Curly haired, decked out in black and still wearing his shades, he recognized the face of the man looking down from the mezzanine. It was plastered all over the hotel. He slid out of his chair and made his way serpentine to the stairs. The gothic cabinet on the landing loomed above him, its carved wooden jesters catching the setting sun, laughing at him, making him question, rightly, his sanity.
At the top of the stairs he was met with a rush of activity. A bridal party was rushing by, elegant and at a great expense. The ceremony was over, the bride and groom were on the way to the Brown for the reception and the guests were streaming in. The young man from Long Island crossed over to the railing, just down from where he’d seen the old man.
He looked out across the lobby.

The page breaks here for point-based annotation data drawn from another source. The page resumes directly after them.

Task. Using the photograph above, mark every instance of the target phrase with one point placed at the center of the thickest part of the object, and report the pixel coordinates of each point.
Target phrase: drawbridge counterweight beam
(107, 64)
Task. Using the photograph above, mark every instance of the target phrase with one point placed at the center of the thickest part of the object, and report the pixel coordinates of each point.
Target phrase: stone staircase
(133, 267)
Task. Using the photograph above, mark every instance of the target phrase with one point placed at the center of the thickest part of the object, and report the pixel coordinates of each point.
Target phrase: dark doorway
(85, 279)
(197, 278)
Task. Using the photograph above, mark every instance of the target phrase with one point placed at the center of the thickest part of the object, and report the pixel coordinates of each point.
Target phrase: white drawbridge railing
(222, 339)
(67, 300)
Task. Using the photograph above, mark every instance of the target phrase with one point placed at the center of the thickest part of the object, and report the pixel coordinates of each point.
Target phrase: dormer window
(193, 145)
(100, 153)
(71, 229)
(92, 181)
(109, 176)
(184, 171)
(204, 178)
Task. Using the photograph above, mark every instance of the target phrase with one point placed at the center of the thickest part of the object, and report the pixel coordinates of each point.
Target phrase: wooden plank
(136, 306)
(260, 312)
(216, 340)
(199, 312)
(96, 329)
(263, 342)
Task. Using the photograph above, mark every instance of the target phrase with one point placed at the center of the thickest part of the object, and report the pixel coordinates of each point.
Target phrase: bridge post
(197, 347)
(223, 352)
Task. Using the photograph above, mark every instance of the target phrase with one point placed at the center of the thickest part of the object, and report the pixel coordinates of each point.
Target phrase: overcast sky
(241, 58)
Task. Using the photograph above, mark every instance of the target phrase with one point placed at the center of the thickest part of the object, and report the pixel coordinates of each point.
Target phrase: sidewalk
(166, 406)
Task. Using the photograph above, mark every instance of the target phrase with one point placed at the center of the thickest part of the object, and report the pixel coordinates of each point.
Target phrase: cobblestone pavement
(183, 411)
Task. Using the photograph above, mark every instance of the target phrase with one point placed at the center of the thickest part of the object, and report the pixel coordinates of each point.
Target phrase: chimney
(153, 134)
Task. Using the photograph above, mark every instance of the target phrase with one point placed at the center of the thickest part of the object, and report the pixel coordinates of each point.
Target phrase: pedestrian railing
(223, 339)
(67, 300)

It was all hustle and bustle and no one even noticed the bizarre symbol emblazoned on his chest. Or how when he turned his wrist just the right direction and it caught the sun from the windows, a thin beam of light scanned across the room.
Looking to his left, jutting out from behind one of the columns, he saw a cigar glow, as the owner took a puff. For a moment he caught the profile of the face, and it was James Graham Brown, the man who built the Brown Hotel.

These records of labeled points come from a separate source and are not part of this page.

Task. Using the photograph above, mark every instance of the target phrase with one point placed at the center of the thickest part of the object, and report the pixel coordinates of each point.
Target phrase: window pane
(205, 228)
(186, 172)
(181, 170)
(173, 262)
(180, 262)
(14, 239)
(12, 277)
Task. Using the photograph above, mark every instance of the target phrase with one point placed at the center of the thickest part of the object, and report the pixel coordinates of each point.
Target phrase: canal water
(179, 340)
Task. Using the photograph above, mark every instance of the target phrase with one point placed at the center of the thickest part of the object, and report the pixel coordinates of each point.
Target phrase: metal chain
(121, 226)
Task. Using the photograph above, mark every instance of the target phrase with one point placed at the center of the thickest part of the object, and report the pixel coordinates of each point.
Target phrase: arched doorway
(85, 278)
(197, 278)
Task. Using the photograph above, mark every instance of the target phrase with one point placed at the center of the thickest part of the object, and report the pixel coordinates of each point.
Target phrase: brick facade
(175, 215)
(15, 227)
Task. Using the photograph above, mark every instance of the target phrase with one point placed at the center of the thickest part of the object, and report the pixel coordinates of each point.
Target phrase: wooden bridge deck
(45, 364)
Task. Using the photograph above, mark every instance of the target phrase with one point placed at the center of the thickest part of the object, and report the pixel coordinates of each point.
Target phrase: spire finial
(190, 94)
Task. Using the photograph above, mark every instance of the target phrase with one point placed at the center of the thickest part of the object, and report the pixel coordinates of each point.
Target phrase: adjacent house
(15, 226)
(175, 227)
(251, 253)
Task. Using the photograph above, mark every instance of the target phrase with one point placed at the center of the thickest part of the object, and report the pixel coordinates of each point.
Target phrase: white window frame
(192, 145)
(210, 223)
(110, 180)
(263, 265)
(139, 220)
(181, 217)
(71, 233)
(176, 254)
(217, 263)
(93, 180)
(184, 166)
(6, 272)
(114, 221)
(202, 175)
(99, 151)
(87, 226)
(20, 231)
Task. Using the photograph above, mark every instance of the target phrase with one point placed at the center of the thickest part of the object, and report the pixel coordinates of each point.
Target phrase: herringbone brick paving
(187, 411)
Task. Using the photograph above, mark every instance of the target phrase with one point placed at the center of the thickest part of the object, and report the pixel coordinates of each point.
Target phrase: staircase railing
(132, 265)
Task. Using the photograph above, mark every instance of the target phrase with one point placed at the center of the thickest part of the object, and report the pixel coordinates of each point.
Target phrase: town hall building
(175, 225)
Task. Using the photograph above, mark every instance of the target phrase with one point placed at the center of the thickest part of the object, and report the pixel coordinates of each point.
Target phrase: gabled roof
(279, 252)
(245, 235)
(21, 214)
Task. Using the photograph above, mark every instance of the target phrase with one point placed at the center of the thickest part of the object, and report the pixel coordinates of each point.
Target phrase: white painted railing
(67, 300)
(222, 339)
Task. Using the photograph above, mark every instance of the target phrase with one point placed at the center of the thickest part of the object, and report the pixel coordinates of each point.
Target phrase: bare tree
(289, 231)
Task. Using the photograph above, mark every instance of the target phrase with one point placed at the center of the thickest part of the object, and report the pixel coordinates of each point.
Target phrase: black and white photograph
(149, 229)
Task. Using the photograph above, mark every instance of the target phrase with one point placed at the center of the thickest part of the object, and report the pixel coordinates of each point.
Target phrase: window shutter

Eric Bloom, of the band Blue Oyster Cult moved from his spot by the the railing to see for himself, face to face, a man dead for over fifty years.
But there was no one there, just an empty space and the smell of a cigar. He looked down into the lobby and into his own eyes, still wearing the shades, but now 77 years old, and staring up at the cartoon character of his younger self, slouching in that overstuffed chair.
Stoned in the lobby of the Brown Hotel
I was dreaming up both characters, sitting in the lobby of the Brown hotel, waiting for Lisa to finish dressing, soaking up the atmosphere. The ghost story has been repeated many times … the old man looking out over the lobby, the smell of a cigar being the only trace when you look for him.
Eric Bloom was on my mind as we were in Louisville to see Blue Oyster Cult at the Brown Theater later that night.
I was sitting across from what appeared to be one of the original check in windows. The setting sun shone on its metal bars, and for instant I realized that this same moment had existed now for about a hundred years. Light from that same sun came through the same window and struck that same piece of steel, day after day.
That’s probably when I realized the gummy had kicked in. A bit later, my stoned reverie on Old Louisville ghosts and rock stars was broken as Lisa came down, and we set off in search for food. They serve food in the lobby, but there was a Sicilian joint down the street. We could drink the difference in price.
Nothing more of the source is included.